One of the most common myths that many car owners believe is that it’s cheaper to buy a new car than to continue fixing the one they’ve been using for years. But, you just need to do some simple math to see that this claim is not completely true.

Most people use their cars for at least 5 years before they start thinking about replacing them with new ones. After you’ve been driving your car for 5-6 years, it’s only natural that certain defects are going to start emerging more frequently and it will probably not be cheap to fix them. At this point, you are likely to be paying at least $1,000 a year for repairs. In addition, you have to factor in gas costs, which will be higher as compared to a new car, as well as auto insurance.

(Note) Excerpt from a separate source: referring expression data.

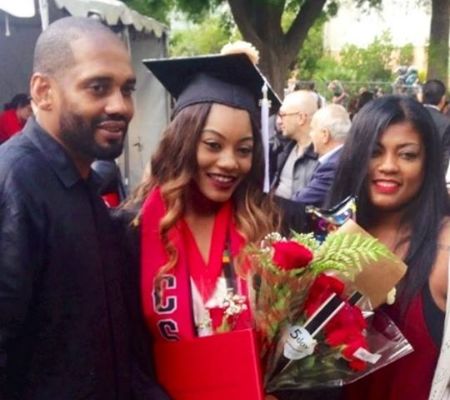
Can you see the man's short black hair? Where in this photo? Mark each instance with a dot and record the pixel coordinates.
(53, 53)
(433, 91)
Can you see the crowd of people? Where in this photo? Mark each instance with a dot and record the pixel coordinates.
(85, 291)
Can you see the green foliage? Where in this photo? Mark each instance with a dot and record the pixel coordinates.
(312, 51)
(406, 54)
(206, 37)
(156, 9)
(371, 63)
(358, 64)
(347, 253)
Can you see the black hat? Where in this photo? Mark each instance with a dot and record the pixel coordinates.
(229, 79)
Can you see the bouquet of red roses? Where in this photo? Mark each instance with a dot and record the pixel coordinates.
(317, 328)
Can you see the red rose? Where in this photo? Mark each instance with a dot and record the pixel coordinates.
(290, 255)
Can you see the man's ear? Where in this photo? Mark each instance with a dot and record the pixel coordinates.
(41, 91)
(326, 135)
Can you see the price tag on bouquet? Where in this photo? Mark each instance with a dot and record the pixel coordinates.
(299, 343)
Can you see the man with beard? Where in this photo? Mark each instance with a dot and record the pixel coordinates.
(66, 313)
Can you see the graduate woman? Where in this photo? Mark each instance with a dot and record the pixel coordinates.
(392, 162)
(203, 200)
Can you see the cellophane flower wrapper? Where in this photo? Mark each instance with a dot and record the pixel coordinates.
(282, 276)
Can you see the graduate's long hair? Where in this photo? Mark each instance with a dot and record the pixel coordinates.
(174, 165)
(424, 214)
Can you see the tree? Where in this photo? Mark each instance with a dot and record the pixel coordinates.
(260, 22)
(208, 36)
(438, 48)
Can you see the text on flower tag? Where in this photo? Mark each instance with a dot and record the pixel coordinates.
(299, 343)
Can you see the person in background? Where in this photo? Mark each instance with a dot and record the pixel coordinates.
(14, 116)
(329, 129)
(68, 312)
(434, 98)
(339, 94)
(392, 163)
(296, 163)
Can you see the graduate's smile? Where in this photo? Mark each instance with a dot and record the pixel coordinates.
(224, 153)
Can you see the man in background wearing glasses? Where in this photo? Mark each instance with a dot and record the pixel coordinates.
(296, 163)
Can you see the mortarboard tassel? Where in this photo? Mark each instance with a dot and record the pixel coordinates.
(265, 106)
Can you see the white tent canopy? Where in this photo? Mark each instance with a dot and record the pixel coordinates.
(23, 21)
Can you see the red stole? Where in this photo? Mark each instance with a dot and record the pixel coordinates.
(173, 319)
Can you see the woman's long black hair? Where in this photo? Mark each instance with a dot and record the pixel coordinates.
(425, 212)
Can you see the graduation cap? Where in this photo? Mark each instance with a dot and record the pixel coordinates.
(228, 79)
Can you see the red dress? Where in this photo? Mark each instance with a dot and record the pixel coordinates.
(411, 376)
(9, 125)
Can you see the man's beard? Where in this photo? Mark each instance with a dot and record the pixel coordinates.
(78, 135)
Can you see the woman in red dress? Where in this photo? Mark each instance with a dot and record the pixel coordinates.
(392, 161)
(13, 119)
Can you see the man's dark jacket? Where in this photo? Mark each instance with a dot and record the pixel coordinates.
(303, 166)
(316, 191)
(66, 326)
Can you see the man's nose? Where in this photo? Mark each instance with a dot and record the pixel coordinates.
(119, 104)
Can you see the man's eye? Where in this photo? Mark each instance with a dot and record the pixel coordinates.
(128, 90)
(98, 89)
(245, 151)
(212, 145)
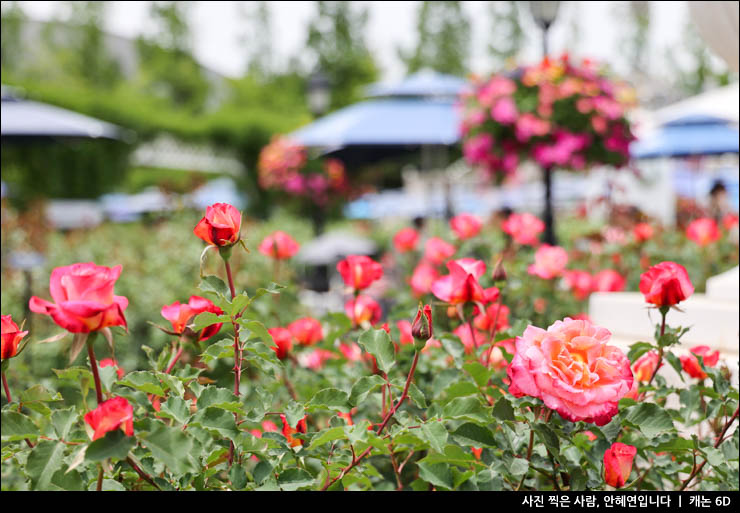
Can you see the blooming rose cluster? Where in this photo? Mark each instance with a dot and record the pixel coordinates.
(556, 113)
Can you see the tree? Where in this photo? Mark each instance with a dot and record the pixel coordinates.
(167, 66)
(336, 39)
(257, 38)
(444, 39)
(506, 35)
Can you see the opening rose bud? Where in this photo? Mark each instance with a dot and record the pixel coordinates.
(618, 464)
(421, 328)
(220, 226)
(11, 337)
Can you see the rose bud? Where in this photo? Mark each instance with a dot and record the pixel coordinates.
(283, 342)
(618, 464)
(406, 240)
(11, 337)
(279, 246)
(465, 226)
(666, 284)
(644, 367)
(84, 298)
(421, 328)
(110, 362)
(691, 365)
(110, 415)
(359, 271)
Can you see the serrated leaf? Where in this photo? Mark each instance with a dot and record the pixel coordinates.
(115, 444)
(473, 435)
(438, 474)
(378, 343)
(43, 462)
(171, 446)
(329, 398)
(293, 479)
(435, 433)
(649, 418)
(214, 285)
(364, 386)
(16, 426)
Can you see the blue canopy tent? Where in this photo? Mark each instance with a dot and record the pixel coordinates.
(688, 135)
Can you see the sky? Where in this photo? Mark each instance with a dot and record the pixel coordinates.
(216, 27)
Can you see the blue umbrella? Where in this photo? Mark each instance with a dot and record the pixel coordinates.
(689, 135)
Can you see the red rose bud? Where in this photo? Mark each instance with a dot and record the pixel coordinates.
(691, 365)
(306, 331)
(666, 284)
(11, 337)
(110, 415)
(220, 226)
(283, 342)
(645, 366)
(421, 328)
(110, 362)
(359, 271)
(279, 246)
(289, 431)
(618, 464)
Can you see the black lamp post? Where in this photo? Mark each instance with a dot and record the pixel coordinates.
(544, 14)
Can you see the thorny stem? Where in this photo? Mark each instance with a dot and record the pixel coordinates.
(94, 367)
(720, 439)
(391, 412)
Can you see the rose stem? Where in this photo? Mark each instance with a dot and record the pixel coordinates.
(387, 418)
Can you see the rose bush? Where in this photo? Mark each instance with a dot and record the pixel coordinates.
(339, 402)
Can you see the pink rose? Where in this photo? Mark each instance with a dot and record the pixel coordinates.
(572, 369)
(84, 298)
(549, 262)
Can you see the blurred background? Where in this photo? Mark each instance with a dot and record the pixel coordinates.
(122, 121)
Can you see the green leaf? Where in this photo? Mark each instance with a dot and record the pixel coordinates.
(219, 398)
(294, 412)
(16, 426)
(473, 435)
(329, 398)
(378, 343)
(115, 444)
(205, 319)
(214, 285)
(144, 381)
(364, 386)
(171, 446)
(503, 410)
(293, 479)
(327, 435)
(649, 418)
(438, 474)
(479, 373)
(435, 433)
(43, 462)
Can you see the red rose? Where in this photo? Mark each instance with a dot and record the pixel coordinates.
(11, 337)
(180, 315)
(691, 365)
(359, 271)
(618, 464)
(110, 415)
(84, 298)
(220, 226)
(465, 226)
(406, 240)
(283, 341)
(279, 246)
(666, 284)
(306, 331)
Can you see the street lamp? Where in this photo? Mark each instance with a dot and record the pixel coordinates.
(544, 14)
(319, 93)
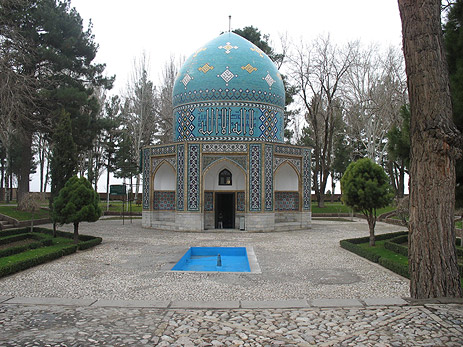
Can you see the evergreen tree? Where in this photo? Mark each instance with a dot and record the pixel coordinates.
(77, 202)
(453, 40)
(49, 45)
(64, 155)
(365, 187)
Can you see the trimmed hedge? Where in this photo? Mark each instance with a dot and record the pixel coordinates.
(394, 266)
(395, 245)
(33, 260)
(37, 252)
(354, 248)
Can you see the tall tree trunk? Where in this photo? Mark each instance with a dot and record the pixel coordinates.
(76, 232)
(107, 185)
(25, 168)
(432, 253)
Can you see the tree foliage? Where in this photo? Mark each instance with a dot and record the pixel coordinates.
(47, 57)
(365, 187)
(435, 146)
(77, 202)
(453, 40)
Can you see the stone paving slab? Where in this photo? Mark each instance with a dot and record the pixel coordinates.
(385, 302)
(230, 304)
(50, 301)
(42, 325)
(336, 303)
(274, 304)
(131, 303)
(4, 298)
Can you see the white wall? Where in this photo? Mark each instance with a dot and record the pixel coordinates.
(211, 178)
(164, 178)
(286, 179)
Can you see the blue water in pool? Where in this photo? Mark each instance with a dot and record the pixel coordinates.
(233, 259)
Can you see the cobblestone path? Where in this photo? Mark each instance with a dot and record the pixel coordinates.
(52, 325)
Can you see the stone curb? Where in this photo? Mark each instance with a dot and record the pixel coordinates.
(231, 304)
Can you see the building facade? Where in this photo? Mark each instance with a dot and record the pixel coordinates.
(227, 166)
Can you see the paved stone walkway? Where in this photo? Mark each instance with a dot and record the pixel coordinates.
(31, 324)
(310, 292)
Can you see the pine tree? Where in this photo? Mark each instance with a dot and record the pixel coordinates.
(77, 202)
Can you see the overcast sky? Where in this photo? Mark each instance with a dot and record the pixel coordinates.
(125, 29)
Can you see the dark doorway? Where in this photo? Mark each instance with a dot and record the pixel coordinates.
(225, 210)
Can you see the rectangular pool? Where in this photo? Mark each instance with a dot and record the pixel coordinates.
(232, 259)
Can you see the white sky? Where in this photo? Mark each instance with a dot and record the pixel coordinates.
(125, 29)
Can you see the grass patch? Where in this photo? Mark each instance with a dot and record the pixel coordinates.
(13, 212)
(389, 251)
(338, 207)
(20, 257)
(116, 206)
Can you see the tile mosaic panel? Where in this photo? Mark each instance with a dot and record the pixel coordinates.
(208, 160)
(268, 168)
(164, 200)
(306, 180)
(193, 195)
(225, 147)
(280, 160)
(208, 201)
(180, 177)
(228, 121)
(255, 177)
(146, 178)
(288, 150)
(287, 201)
(241, 201)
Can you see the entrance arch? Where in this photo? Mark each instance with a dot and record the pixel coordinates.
(224, 189)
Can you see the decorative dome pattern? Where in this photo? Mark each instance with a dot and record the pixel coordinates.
(229, 90)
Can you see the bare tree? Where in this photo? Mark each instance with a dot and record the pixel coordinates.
(435, 146)
(374, 92)
(317, 72)
(140, 111)
(164, 96)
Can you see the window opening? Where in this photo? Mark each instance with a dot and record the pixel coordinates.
(225, 178)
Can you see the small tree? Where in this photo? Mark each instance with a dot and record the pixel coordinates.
(76, 202)
(365, 187)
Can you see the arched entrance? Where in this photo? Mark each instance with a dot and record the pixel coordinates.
(224, 190)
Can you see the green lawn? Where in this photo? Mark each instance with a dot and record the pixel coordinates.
(116, 206)
(16, 256)
(337, 207)
(13, 212)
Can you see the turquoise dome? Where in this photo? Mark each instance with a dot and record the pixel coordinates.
(229, 90)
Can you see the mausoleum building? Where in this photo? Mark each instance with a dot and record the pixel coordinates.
(227, 166)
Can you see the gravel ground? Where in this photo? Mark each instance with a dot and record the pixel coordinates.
(133, 262)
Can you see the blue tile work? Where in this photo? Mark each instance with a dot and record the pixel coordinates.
(255, 177)
(164, 200)
(146, 178)
(180, 177)
(241, 201)
(287, 201)
(193, 177)
(306, 179)
(208, 160)
(208, 201)
(229, 90)
(228, 121)
(224, 147)
(281, 149)
(268, 168)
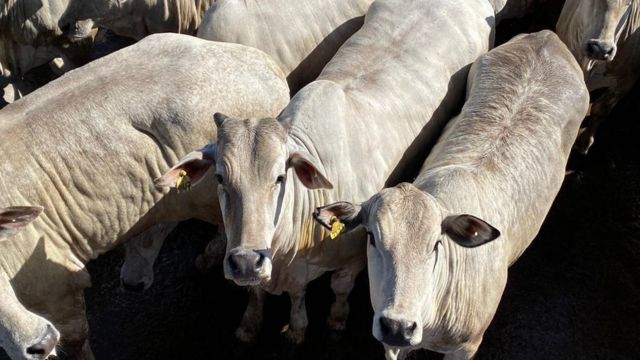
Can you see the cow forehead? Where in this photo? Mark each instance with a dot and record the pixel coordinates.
(253, 145)
(404, 214)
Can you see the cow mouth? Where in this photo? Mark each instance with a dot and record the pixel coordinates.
(251, 280)
(81, 29)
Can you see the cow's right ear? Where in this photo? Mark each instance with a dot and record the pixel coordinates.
(13, 219)
(192, 168)
(346, 212)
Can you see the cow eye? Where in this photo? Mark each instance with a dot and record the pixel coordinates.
(220, 179)
(371, 239)
(438, 243)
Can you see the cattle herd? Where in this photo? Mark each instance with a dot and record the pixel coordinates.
(317, 136)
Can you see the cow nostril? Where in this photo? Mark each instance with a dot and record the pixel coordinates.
(36, 350)
(409, 328)
(233, 264)
(386, 325)
(45, 345)
(260, 260)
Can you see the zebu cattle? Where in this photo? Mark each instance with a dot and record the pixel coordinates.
(42, 340)
(439, 248)
(301, 36)
(87, 162)
(604, 36)
(30, 36)
(135, 18)
(404, 69)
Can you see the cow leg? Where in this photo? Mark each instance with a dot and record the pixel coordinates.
(600, 111)
(342, 282)
(251, 322)
(298, 316)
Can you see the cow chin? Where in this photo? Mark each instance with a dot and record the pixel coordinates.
(42, 347)
(396, 332)
(244, 269)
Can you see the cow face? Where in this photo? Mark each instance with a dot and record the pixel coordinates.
(254, 160)
(253, 163)
(592, 27)
(23, 334)
(409, 235)
(82, 15)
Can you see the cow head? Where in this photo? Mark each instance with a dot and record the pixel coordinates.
(136, 273)
(591, 28)
(409, 233)
(23, 334)
(82, 15)
(253, 160)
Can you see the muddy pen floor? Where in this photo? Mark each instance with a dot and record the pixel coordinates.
(574, 294)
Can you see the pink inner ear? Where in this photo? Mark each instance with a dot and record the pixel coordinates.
(305, 172)
(168, 179)
(195, 169)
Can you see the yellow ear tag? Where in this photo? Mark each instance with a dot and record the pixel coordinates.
(183, 183)
(336, 227)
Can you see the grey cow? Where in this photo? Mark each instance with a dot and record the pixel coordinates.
(83, 147)
(439, 248)
(301, 36)
(30, 36)
(404, 69)
(604, 35)
(135, 18)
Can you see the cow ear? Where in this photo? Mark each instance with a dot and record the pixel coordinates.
(468, 230)
(346, 212)
(306, 168)
(194, 165)
(13, 219)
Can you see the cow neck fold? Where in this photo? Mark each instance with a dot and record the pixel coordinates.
(296, 231)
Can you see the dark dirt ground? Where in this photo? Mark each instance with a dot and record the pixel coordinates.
(574, 294)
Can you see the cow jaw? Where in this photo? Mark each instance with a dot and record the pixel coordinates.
(23, 334)
(404, 226)
(251, 167)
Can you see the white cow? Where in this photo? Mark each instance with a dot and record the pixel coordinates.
(30, 36)
(83, 147)
(135, 18)
(604, 35)
(301, 36)
(382, 97)
(44, 336)
(439, 248)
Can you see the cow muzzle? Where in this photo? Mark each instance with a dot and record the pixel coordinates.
(248, 267)
(80, 29)
(44, 347)
(398, 333)
(602, 50)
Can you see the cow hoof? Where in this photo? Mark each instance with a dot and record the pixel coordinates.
(291, 349)
(583, 143)
(246, 336)
(294, 336)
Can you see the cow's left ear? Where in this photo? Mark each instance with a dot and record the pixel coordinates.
(468, 230)
(306, 168)
(13, 219)
(348, 213)
(194, 165)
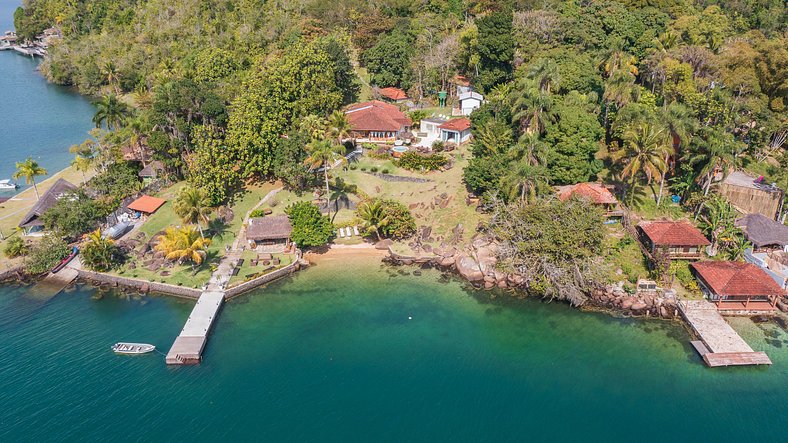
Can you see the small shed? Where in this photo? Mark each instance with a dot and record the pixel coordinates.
(469, 101)
(32, 223)
(456, 130)
(272, 230)
(151, 171)
(392, 94)
(146, 204)
(750, 195)
(764, 233)
(737, 286)
(679, 239)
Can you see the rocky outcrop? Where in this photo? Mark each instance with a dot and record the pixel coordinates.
(478, 264)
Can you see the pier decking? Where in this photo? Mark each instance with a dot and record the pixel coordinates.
(189, 345)
(719, 344)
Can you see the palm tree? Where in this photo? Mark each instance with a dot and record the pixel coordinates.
(373, 215)
(545, 72)
(531, 107)
(323, 153)
(619, 90)
(681, 125)
(314, 126)
(98, 253)
(112, 111)
(713, 156)
(645, 150)
(523, 181)
(183, 244)
(111, 75)
(193, 205)
(716, 220)
(338, 126)
(29, 169)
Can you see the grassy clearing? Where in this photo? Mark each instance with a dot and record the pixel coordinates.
(184, 274)
(248, 272)
(623, 253)
(12, 211)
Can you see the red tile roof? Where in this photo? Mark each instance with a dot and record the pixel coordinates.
(670, 233)
(595, 192)
(736, 278)
(376, 116)
(393, 93)
(146, 204)
(456, 124)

As the car gets older, repair and maintenance costs will only go higher and at some point, they will reach $3,000, $4,000 and $5,000. This is not a small amount, and a lot of people believe that buying a new car is a more cost-effective solution. But, you have to compare these costs to the costs of buying a new car. When you buy a new car, unless you can afford to pay cash for it, you must take into consideration that you will have to make monthly payments that will surely cost a couple of hundreds of dollars for about 5 years. A lot of people are forgetting that after a couple of years, your car will be paid off and you won’t have to worry about monthly loan payments any more. That’s a fact that shouldn’t be overlooked. Also, insuring a new car costs more than insuring a used one, due to the fact that new cars are more expensive.

However, if your car starts repeatedly experiencing the same serious defects that cost a lot of money to repair, you should start thinking about replacing it. In general, if repair bills for your old car exceed $3,000, it might be more worthwhile to buy a new car.